2014.6月号

「カタカナ」

 

 この「家業雑感」を書き始めて早くも1年半程になります。最近色々な方に指摘されるのが文章に「カタカナ」が多くて読みにくいとのことです。特に意識して「カタカナ」を使っているわけではありませんが、私の場合は表現が下手なのか、文をごまかす時や、ネタがなく横文字でそれらしく文章を埋める時に使ってしまう傾向があります。しかし、元々この「カタカナ」というのは「ズキンズキン」「ドカーン」のように文字を音に写す仮名と言われており、同じ文字や発音でも「ひらがな」と「カタカナ」では読み手の印象も大分変ってきます。一流の小説家はこの仮名表現が上手いと言われており、ノーベル文学賞作家の「川端康成」は小説の中で子供の頭を殴る時の表現に「こつん」と平仮名を使いました。子供の頭を殴るのにカタカナの「コツン」では、物を殴るようで愛情をあまり感じない印象を受けてしまいます。非常に小さなことではありますが、多くの読み手は文章を自分の頭で映像化しており、漠然とした違和感を感じてしまうと、その物語に入りこめないのではないでしょうか。日本人ならば当たり前に使っているこのような文字の表現ですが、物語に入り込める上手な小説家程この小さな表現力が絶妙な使い方なのではないかと思います。

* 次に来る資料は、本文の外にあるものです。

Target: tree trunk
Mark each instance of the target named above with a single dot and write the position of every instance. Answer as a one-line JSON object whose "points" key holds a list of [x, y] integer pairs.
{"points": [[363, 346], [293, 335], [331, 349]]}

 しかし、このような絶妙な文字の表現力は近年スマートフォンの普及により大きな変革が起こっています。無料通話アプリである「LINE(ライン)」の登場により、今まで文章として表現した相手に伝えたいことが、スタンプという「絵」一つで自分の気持ちを表現することが出来るようになりました。送り手にとっては、相手が文章をどのように捉えるのかを考える必要がなく、長い文章を作らなくてよくなりました。又、受け手側も文章を頭で映像化する労力なく、素直に送り手の表現が見えることが出来るので、若者を中心に浸透していった「LINE」ですが、このような表現方法が受け中高年齢層にも広がっております。元々「文字」は「絵」から進化したものでしたが、現代はまた「文字」が「絵」に進化しつつある状況に時代の流れ、この一言で流していいのか考えてしまいます。